Santoshi Kori is enjoying the novel feeling of ownership. “It is we women who decided to set up the farmer cooperative. Now the men in our village admit it’s a good idea,” she adds laughing.
A Dalit farmer in Guchara hamlet of Bhairaha panchayat, she paid up Rs. 1,000 as membership fee for the Runj Mahila Farmers Producers Organisation (MFPO) – one of 300 Adivasi, Dalit and OBC (Other Backward Class) women in Panna district to do so in January 2024. Santoshi is one of five board members of the Runj MFPO and is called upon to speak at gatherings and spread the word.
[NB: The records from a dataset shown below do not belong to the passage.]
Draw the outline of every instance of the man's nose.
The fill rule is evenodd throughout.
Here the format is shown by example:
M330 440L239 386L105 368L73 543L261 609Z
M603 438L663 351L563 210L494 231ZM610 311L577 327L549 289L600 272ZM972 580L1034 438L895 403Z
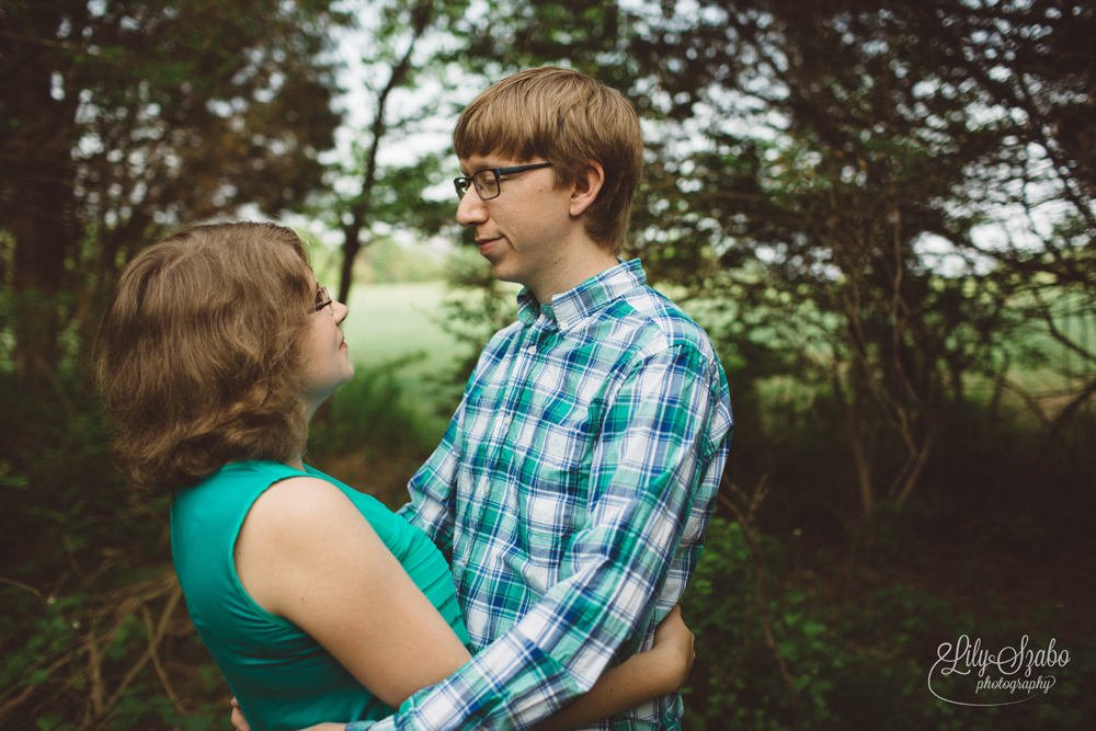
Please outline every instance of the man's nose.
M461 226L475 226L482 224L487 218L487 206L479 196L475 185L465 191L460 204L457 206L457 222Z

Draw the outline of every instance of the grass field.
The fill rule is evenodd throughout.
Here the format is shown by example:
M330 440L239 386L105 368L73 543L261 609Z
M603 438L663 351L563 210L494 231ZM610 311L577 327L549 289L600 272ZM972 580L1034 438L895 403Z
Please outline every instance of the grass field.
M409 372L422 374L447 367L467 350L438 324L443 282L358 284L350 294L350 317L343 323L351 358L380 365L415 353L424 359Z

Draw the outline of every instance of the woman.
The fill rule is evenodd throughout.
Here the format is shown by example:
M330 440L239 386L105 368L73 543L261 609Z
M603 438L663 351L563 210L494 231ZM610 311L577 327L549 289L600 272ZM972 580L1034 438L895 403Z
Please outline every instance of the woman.
M116 464L173 493L187 609L254 731L383 718L470 658L425 534L302 462L309 420L354 375L346 315L293 231L222 224L138 254L101 329ZM690 662L674 613L552 723L671 693Z

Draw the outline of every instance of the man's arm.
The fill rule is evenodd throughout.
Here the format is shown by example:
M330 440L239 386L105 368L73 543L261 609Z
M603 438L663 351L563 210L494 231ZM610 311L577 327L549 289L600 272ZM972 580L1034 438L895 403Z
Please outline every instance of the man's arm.
M633 368L604 413L586 524L563 556L571 575L460 671L373 728L530 728L589 690L619 650L638 649L718 447L708 432L720 393L718 365L689 347Z

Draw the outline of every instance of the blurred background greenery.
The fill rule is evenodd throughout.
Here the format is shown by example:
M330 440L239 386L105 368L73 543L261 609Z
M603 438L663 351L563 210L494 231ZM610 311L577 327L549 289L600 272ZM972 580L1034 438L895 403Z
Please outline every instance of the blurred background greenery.
M396 506L513 317L446 135L557 64L636 104L627 255L731 384L686 728L1094 728L1093 37L1066 0L0 0L0 727L228 726L168 506L106 453L121 266L301 230L358 364L309 459ZM1017 699L929 687L963 635L1070 661L947 703Z

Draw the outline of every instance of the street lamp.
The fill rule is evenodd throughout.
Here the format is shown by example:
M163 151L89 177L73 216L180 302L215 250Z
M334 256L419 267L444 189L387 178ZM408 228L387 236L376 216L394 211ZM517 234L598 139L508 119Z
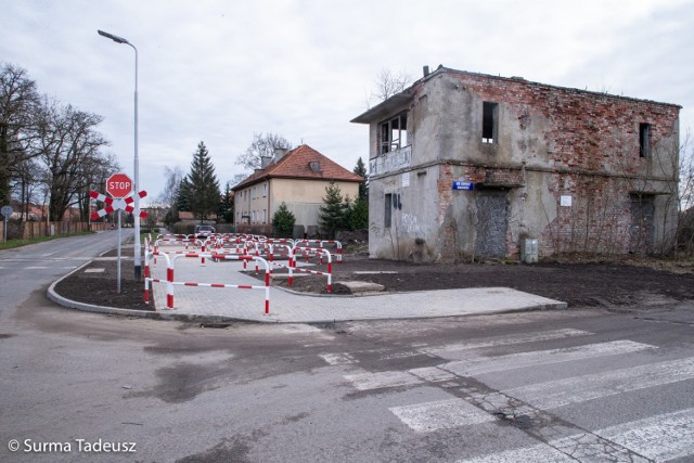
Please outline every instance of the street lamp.
M116 43L125 43L134 50L134 179L132 183L134 197L134 278L140 281L142 274L142 261L140 258L140 158L138 157L138 49L123 37L97 30L100 36L113 40Z

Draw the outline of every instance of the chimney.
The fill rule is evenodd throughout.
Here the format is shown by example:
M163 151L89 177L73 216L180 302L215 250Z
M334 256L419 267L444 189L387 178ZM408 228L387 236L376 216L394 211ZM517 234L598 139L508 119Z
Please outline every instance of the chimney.
M286 154L287 150L284 147L275 147L274 149L274 162L277 163Z

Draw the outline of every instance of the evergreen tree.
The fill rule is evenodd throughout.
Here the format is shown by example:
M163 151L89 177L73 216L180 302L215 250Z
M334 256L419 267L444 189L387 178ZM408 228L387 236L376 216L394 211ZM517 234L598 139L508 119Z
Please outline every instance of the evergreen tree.
M185 196L190 211L201 222L208 214L217 213L221 198L219 181L215 175L215 166L209 158L207 147L202 141L193 155L191 171L181 182L181 195Z
M352 170L352 172L364 178L364 181L359 183L359 200L368 198L369 197L369 172L367 172L367 166L364 165L364 162L361 160L361 157L357 159L357 165L355 166L355 169Z
M190 213L191 203L188 200L190 190L191 188L188 182L188 177L183 177L183 180L181 180L181 183L178 185L178 190L176 191L176 210L185 210Z
M327 237L334 237L337 230L346 227L348 209L349 203L343 198L339 187L335 182L330 182L325 187L323 205L318 213L318 224L327 234Z
M294 214L287 209L286 204L282 202L280 207L272 216L272 228L278 237L292 237L294 234L294 222L296 218Z
M231 191L231 182L227 182L224 185L224 194L221 196L217 214L219 217L223 217L227 223L234 221L234 195Z
M369 228L369 200L359 197L349 206L349 229L365 230Z

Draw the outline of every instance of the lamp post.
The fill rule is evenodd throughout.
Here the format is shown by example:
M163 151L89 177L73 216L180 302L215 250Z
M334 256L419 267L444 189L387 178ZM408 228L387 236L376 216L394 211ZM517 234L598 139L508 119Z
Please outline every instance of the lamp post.
M134 197L134 278L140 281L142 274L142 260L140 257L140 158L138 157L138 49L123 37L98 30L100 36L113 40L116 43L125 43L134 50L134 178L132 180Z

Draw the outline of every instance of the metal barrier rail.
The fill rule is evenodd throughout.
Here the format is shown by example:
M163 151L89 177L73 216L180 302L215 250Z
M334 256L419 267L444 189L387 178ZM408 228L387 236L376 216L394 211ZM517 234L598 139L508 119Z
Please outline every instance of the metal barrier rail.
M327 259L327 271L326 272L322 272L322 271L318 271L318 270L309 270L309 269L303 269L300 267L296 267L296 250L297 249L305 252L307 257L311 253L314 256L319 256L320 255L321 262L322 262L322 257L324 255L325 258ZM327 292L332 293L332 291L333 291L333 259L332 259L332 256L330 254L330 250L327 250L327 249L324 249L322 247L296 247L295 246L295 247L292 247L292 257L290 258L288 265L284 266L282 263L273 262L273 267L281 267L281 268L288 269L290 278L287 280L287 284L290 286L292 286L292 284L294 282L294 272L303 272L303 273L311 273L311 274L314 274L314 275L327 276Z
M333 256L335 256L335 263L342 263L343 261L343 244L339 241L336 240L296 240L294 242L294 246L298 247L301 244L306 244L308 246L305 247L312 247L310 246L311 244L318 244L318 247L322 247L325 248L326 244L331 244L335 246L335 253L333 254ZM321 263L322 260L321 260Z
M155 256L164 256L166 259L166 280L154 279L150 274L150 262L149 260ZM176 260L179 258L209 258L215 259L215 255L211 253L187 253L187 254L177 254L174 257L170 257L166 253L153 252L149 253L145 250L145 270L144 270L144 303L150 304L150 285L152 283L165 283L166 284L166 308L171 310L174 309L174 286L201 286L201 287L214 287L214 288L236 288L236 290L264 290L265 291L265 313L270 313L270 266L267 260L262 257L258 256L231 256L223 255L222 258L229 260L255 260L256 262L260 261L265 265L266 268L266 276L265 276L265 285L264 286L255 286L255 285L244 285L244 284L228 284L228 283L200 283L200 282L182 282L175 281L174 279L174 269L176 266Z

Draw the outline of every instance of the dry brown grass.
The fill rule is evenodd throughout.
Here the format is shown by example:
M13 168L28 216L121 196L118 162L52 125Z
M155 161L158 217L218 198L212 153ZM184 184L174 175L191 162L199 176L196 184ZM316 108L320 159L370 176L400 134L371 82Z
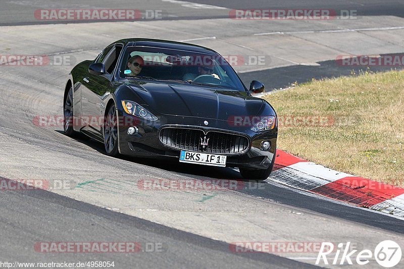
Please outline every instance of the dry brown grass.
M404 186L404 71L314 80L264 98L280 119L278 148L336 170ZM326 127L285 122L284 116L299 116L334 122Z

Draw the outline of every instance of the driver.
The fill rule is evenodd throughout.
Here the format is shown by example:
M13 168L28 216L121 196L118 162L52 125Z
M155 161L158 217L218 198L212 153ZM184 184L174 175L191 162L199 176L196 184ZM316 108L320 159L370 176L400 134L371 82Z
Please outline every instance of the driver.
M130 70L130 73L127 76L134 77L139 75L142 71L142 68L144 64L143 58L140 55L132 56L128 61L127 66Z
M187 73L184 75L182 80L184 81L191 82L196 77L203 75L210 75L215 78L220 79L219 76L216 74L214 74L215 70L214 69L213 61L211 60L207 61L206 65L198 67L198 74L194 74L192 73Z

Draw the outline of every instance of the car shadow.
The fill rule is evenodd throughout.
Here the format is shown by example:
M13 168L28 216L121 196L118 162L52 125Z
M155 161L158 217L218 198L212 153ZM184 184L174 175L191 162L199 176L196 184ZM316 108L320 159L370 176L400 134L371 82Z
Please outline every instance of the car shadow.
M64 135L64 133L62 131L59 130L55 130L55 131ZM76 142L86 145L102 154L105 154L106 153L105 149L102 143L83 134L78 134L74 137L69 136L68 137ZM174 158L173 158L172 159L148 158L132 157L121 154L117 156L116 158L150 167L177 173L184 176L189 176L193 178L196 177L198 179L215 178L240 181L245 180L242 178L238 171L228 167L217 167L190 164L182 164Z

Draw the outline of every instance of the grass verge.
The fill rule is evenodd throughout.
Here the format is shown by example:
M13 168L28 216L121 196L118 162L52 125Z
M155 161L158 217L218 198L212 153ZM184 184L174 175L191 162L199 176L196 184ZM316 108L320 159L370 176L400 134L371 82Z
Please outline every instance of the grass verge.
M404 71L313 80L264 98L278 114L278 148L404 186Z

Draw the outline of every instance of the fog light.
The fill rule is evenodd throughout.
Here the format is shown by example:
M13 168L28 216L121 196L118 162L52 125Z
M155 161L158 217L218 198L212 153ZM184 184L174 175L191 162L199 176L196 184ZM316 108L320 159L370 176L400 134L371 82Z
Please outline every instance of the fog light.
M265 141L262 142L262 148L264 149L268 149L271 147L271 142L269 141Z
M133 135L137 133L137 127L129 127L128 128L128 134Z

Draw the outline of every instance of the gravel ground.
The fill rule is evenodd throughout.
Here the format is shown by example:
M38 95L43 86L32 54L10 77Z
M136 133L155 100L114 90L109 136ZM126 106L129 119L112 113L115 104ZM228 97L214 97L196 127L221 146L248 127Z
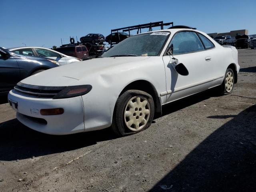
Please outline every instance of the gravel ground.
M22 125L0 104L0 191L256 191L256 50L239 50L231 95L165 106L151 127L64 136Z

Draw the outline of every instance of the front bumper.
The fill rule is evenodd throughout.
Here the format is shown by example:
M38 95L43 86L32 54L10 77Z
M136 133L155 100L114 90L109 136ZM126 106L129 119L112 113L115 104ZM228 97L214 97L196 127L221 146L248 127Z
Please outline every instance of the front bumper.
M54 135L66 135L84 131L84 107L81 96L62 99L38 98L10 91L8 100L17 102L17 118L34 130ZM42 115L40 110L63 108L64 113L57 115Z

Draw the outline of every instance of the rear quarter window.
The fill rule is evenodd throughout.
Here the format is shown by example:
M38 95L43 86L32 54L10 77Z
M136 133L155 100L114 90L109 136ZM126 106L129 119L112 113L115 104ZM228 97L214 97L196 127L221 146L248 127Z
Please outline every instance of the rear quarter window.
M82 46L82 48L83 51L87 51L87 49L86 48L86 47L85 46Z
M214 47L214 45L208 38L200 33L198 33L198 34L204 44L206 49L211 49Z
M76 47L76 52L82 52L82 48L79 46L78 47Z

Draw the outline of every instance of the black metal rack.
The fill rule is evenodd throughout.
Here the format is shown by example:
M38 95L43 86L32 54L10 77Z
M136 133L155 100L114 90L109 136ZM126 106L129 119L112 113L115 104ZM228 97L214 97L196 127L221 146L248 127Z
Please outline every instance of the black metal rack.
M137 34L141 33L141 29L148 28L148 31L152 31L152 28L156 27L161 27L161 29L164 29L164 26L166 26L172 25L173 26L173 22L170 22L169 23L164 23L163 21L159 21L158 22L154 22L153 23L146 23L145 24L140 24L138 25L134 25L133 26L130 26L128 27L123 27L122 28L119 28L118 29L112 29L111 30L111 38L112 38L112 34L113 32L117 32L118 35L118 38L119 39L119 42L120 42L120 37L119 37L119 34L118 33L118 31L122 30L123 32L128 32L129 35L130 36L130 31L133 30L137 30ZM117 44L118 42L115 42L113 44L111 40L110 44L110 47L112 46L113 44Z

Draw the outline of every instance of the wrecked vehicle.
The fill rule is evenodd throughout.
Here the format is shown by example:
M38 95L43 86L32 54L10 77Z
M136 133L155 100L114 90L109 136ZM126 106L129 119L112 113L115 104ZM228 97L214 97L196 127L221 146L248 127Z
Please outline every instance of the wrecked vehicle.
M249 46L252 49L256 48L256 37L252 37L251 38L250 41Z
M238 56L235 47L192 28L151 31L124 40L101 58L24 79L8 98L18 120L40 132L111 126L126 136L149 127L164 105L214 87L232 93Z
M246 35L237 35L236 36L237 48L247 49L249 48L249 37Z

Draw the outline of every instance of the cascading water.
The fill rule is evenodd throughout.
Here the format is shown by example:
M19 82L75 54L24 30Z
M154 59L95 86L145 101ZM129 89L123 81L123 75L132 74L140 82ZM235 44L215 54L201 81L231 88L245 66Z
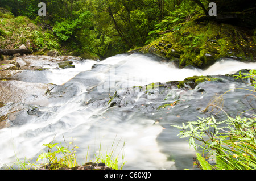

“Earlier, the bicholiya [trader] would come and take our arhar dal [pigeon-pea] at a lower price as it was not milled. And then he never came on time, and we never got our money on time,” she tells PARI. The 45-year-old mother of three grows arhar dal on her family’s two acres of rain-fed land, and has also taken another acre on tenancy. Only 11 per cent women in the country own land, and Madhya Pradesh is no exception.
The Runj MFPO – named after the river Runj, a tributary of the Baghain which drains into the Yamuna – is a collective of women farmers across 28 villages across Ajaigarh and Panna block. Started in 2024, it already had a turnover of Rs. 40 lakh and is aiming to double this in the coming year.